This blog was written by Pritika Deepak, Associate at Fasken.
How often have you heard of people turning down gifts? It may happen on TV but does it happen in reality? Surprisingly, yes. Although uncommon, in an estates context, there may be situations where a beneficiary does not want their gift. There may, for example, be a situation where the gift has conditions which are too difficult to fulfil, or where the gift is more of a burden than a benefit. Alternatively, the beneficiary may have no need for it and may want the person who is ‘next in line’ to receive it, instead.
Regardless of the reason, it is important to be aware of the different ways and consequences of rejecting a gift.
Disclaimer
A disclaimer is a rejection of a gift before the gift has been accepted. The recipient or beneficiary of a gift is generally presumed to accept a gift unless they clearly reject it. A rejection by disclaimer has the effect of voiding the gift ‘ab initio’, or said more simply, treating it as though it never existed. Effectively, there is no transfer of any interest in the property from the donor to the beneficiary. The beneficiary can disclaim the gift orally, in writing or by their conduct. Regardless of the method of disclaiming the gift, the beneficiary should be mindful of the timing of such disclaimer. It should be done as soon as possible after a beneficiary becomes aware of the intended gift, so as to avoid any implications that the gift has been accepted.
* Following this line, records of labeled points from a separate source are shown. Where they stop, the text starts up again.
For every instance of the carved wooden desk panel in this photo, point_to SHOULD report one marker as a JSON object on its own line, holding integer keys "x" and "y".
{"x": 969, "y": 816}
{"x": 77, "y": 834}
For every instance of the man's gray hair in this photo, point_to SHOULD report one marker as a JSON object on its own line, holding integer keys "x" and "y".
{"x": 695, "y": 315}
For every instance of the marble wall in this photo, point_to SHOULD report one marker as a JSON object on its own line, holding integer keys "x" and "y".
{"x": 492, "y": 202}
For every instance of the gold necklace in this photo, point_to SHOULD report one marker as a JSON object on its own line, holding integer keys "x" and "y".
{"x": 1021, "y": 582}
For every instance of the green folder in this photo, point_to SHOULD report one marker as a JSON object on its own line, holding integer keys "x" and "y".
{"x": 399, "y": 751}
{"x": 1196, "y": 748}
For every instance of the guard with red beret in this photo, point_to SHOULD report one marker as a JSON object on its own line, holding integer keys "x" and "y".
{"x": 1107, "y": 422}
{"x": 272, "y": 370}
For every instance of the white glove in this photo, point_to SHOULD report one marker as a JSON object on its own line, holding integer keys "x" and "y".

In an estates context, if there is a valid disclaimer of a gift or interest in a will, the failure of the gift will date back to the date of the testator’s death. The type of gift or interest being disclaimed may effect the succession of the gift.
Renunciation
In contrast to a disclaimer, a renunciation is the rejection of a gift after it has been accepted. Although not common, renunciations can occur when the recipient of a gift no longer wants the gift or where they no longer wish to (or are able to) satisfy the conditions of the gift. On an effective renunciation, the beneficiary may surrender their interest or assign their interest to another beneficiary. It is important to note that a renunciation is akin to a disposition of property by the beneficiary for the purposes of the Income Tax Act (Canada), and as such there may be tax consequences to consider.
Take for example a situation where assets are held in trust for the spouse of a deceased testator. The surviving spouse is the sole income beneficiary of the trust and on the death of the surviving spouse, the children of the testator are entitled to the remaining capital of the trust. After receiving income from the trust for several months, the surviving spouse decides to renounce their interest in the trust. In this case, there would be a disposition of their income interest which may trigger tax consequences. As the surviving spouse received income from the trust, they cannot ‘disclaim’ their interest. If, however, the surviving spouse rejected their interest in the trust before receiving any income, it would likely qualify as a disclaimer instead of a renunciation.
Although the terms disclaimer and renunciation are often used interchangeably, it is important to understand and appreciate their subtle differences as each may have varying legal and tax implications for the beneficiary.